/Olympic_Data_engineering_project

An end to end data pipeline project to fetch Olympic data and to get insights from it.

Primary LanguageJupyter Notebook

Olympic_Data_engineering_project

End_to_End_Olympic_data_Engineering_usingAzure

About Project:

Using various Azure services, such as Azure Databricks, Azure Synapse Analytics, and Azure Data Factory, the Tokyo Olympic Data Engineering Project is a comprehensive data engineering solution that collects, processes, and analyzes data related to the Tokyo Olympic Games.

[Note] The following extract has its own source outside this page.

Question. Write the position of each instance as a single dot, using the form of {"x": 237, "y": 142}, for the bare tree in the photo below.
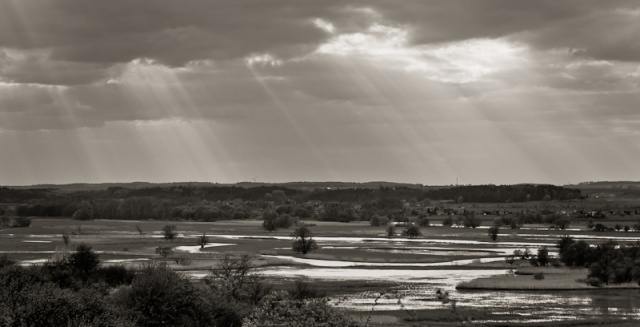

Data: https://github.com/rashmi0007/Olympic_Data_engineering_project/tree/main/Transformed_Olympic_DataSet

Data ingestion code: https://github.com/rashmi0007/Olympic_Data_engineering_project/blob/main/data_ingestion_pipelines_datafactory.JSON

The project uses Azure Data Factory to manage and automate the data integration and workflow processes. It extracts, transforms, and loads (ETL) data from different sources and stores the data in Data Lake. Then, Azure Databricks is used for data processing and transformation tasks. Databricks enables scalable and distributed data processing, allowing for effective data manipulation, cleaning, and aggregation. It also offers a collaborative environment for data engineers and data scientists to work together smoothly.

Azure Synapse Analytics, a powerful analytics service, is used for data warehousing and advanced analytics. It enables the storage and analysis of large volumes of structured and unstructured data. Olympic_Synapse_analytics

After the data is transformed it can be used for visualization and analysis using Tableau or PowerBI.